Formel 1: Günther Steiner rechnet ab

Nico Rosberg (Mercedes): Rücktritt auf dem Höhepunkt

Von Mathias Brunner
​Nico Rosberg tritt als Weltmeister ab. «Ich habe mein grosses Ziel erreicht, jetzt will ich mich um meine Familie kümmern.» Rosberg hat zuvor eine bewundernswerte Karriere gezeigt – und viele Hindernisse überwunden.

Vor kurzem nahm uns Daniel Ricciardo an einen Ort mit, den Formel-1-Fans selten zu besuchen bekommen: in den Kopf eines Grand-Prix-Stars. Der Australier schrieb in seiner Kolumne für Red Bull Racing: «Ich habe schon oft darüber nachgedacht – wie lange soll ein Sportler seiner Leidenschaft treu bleiben? Soll er auf der Spitze seiner Karriere aufhören? Nur um dann darüber zu grübeln, ob nicht der Zeitpunkt vielleicht verfrüht war? Oder soll er so lange als möglich weitermachen, bis am Ende sein Ruf ramponiert wird?»

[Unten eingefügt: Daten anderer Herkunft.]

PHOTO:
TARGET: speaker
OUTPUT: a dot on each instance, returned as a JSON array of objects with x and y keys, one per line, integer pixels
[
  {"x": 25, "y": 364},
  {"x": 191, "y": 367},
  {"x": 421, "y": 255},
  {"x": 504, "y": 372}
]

Was Nico Rosberg betrifft, kennen wir nun die Antwort: Mit dem sofortigen Rücktritt aus der Formel 1 tritt der Wiesbadener ab, um sich mehr seiner Familie zu widmen.

Rosberg ist der erste Formel-1-Champion seit Alain Prost 1993, der als Weltmeister den Helm an den Nagel hängt.

Zuvor zeigte der Sohn des 1982er Formel-1-Weltmeisters Nico Rosberg eine Bilderbuchkarriere – mit kleinen Hindernissen. Denn Nico musste sich ordentlich durchbeissen. Erst im siebten Jahr gab es den ersten GP-Sieg, in seiner elften Saison fuhr er zum Titel. Länger auf einen WM-Titel warten musste nur Nigel Mansell.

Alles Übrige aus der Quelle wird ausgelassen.